Quantcast

How Bill Gates Impeded Global Access to COVID Vaccines

(The New Republic) On February 11, 2020, public health and infectious disease experts gathered by the hundreds at the World Health Organization’s Geneva mothership.

The official pronouncement of a pandemic was still a month out, but the agency’s international brain trust knew enough to be worried. Burdened by a sense of borrowed time, they spent two days furiously sketching an “R&D Blueprint” in preparation for a world upended by the virus then known as 2019-nCoV…

When the Financial Times editorialized on March 27 that “the world has an overwhelming interest in ensuring [Covid-19 drugs and vaccines] will be universally and cheaply available,” the paper expressed what felt like a hardening conventional wisdom.

This sense of possibility emboldened forces working to extend the cooperative model. Grounding their efforts was a plan, started in early March, to create a voluntary intellectual property pool inside the WHO. Instead of putting up proprietary walls around research and organizing it as a “race,” public and private actors would collect research and associated intellectual property in a global knowledge fund for the duration of the pandemic.

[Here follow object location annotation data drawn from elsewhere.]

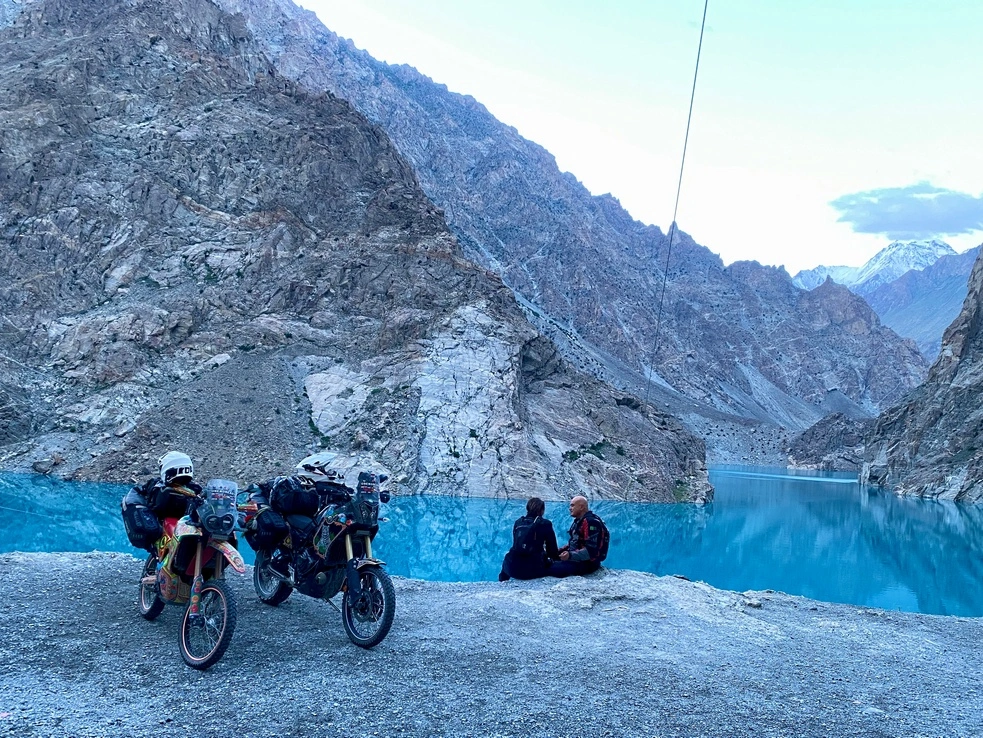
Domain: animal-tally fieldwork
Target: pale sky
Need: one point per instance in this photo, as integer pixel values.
(822, 129)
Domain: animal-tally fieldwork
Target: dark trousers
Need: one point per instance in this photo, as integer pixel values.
(572, 568)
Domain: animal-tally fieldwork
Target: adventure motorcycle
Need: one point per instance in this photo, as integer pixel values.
(313, 534)
(187, 566)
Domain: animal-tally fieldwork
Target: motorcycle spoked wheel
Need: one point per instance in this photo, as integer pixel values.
(204, 641)
(368, 620)
(268, 588)
(149, 601)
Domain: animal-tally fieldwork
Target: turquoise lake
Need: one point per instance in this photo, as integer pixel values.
(817, 535)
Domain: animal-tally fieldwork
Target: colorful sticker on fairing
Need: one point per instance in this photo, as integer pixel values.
(234, 557)
(184, 527)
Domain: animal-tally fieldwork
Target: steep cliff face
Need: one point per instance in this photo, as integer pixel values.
(931, 444)
(201, 253)
(734, 345)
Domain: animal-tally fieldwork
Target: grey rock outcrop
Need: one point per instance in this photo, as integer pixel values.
(201, 253)
(931, 445)
(835, 443)
(735, 349)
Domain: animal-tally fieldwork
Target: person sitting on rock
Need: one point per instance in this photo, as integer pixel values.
(588, 542)
(533, 545)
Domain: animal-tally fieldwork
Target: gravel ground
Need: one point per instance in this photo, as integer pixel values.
(619, 653)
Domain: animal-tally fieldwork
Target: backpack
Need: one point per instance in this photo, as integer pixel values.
(290, 497)
(523, 541)
(142, 527)
(605, 540)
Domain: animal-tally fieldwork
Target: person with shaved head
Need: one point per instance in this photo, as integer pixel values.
(588, 542)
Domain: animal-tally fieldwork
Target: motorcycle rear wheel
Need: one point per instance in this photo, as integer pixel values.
(268, 588)
(368, 620)
(204, 642)
(148, 599)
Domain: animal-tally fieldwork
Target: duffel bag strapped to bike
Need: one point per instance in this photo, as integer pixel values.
(267, 530)
(142, 526)
(290, 497)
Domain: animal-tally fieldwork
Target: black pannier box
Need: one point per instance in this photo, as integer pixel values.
(269, 531)
(142, 526)
(170, 502)
(290, 497)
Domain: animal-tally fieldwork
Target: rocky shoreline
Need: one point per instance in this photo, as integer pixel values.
(618, 653)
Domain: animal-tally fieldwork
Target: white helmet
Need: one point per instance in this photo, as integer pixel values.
(176, 467)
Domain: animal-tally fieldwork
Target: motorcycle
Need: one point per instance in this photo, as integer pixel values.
(187, 567)
(327, 551)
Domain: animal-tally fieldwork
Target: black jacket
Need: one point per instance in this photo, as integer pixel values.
(541, 544)
(585, 538)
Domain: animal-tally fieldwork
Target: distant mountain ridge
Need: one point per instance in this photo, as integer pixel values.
(931, 444)
(922, 304)
(885, 266)
(737, 346)
(915, 287)
(199, 253)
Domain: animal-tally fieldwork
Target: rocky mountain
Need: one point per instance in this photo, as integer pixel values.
(931, 444)
(887, 265)
(739, 352)
(921, 304)
(809, 279)
(199, 252)
(835, 443)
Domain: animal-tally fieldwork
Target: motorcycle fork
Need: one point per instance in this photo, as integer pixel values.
(197, 585)
(352, 577)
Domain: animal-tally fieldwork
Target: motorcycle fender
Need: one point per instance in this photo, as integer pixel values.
(234, 557)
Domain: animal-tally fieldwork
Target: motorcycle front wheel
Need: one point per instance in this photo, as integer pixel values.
(368, 619)
(268, 588)
(149, 601)
(204, 639)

The idea became real in late May with the launch of the WHO Covid-19 Technology Access Pool, or C-TAP. By then, however, the optimism and sense of possibility that defined the early days were long gone.

Advocates for pooling and open science, who seemed ascendant and even unstoppable that winter, confronted the possibility they’d been outmatched and outmaneuvered by the most powerful man in global public health.

In April, Bill Gates launched a bold bid to manage the world’s scientific response to the pandemic…

Any change in media coverage of Gates’s second career may produce a delayed echo within the world he has come to dominate. Here Gates not only controls the narratives, he controls most of the payroll.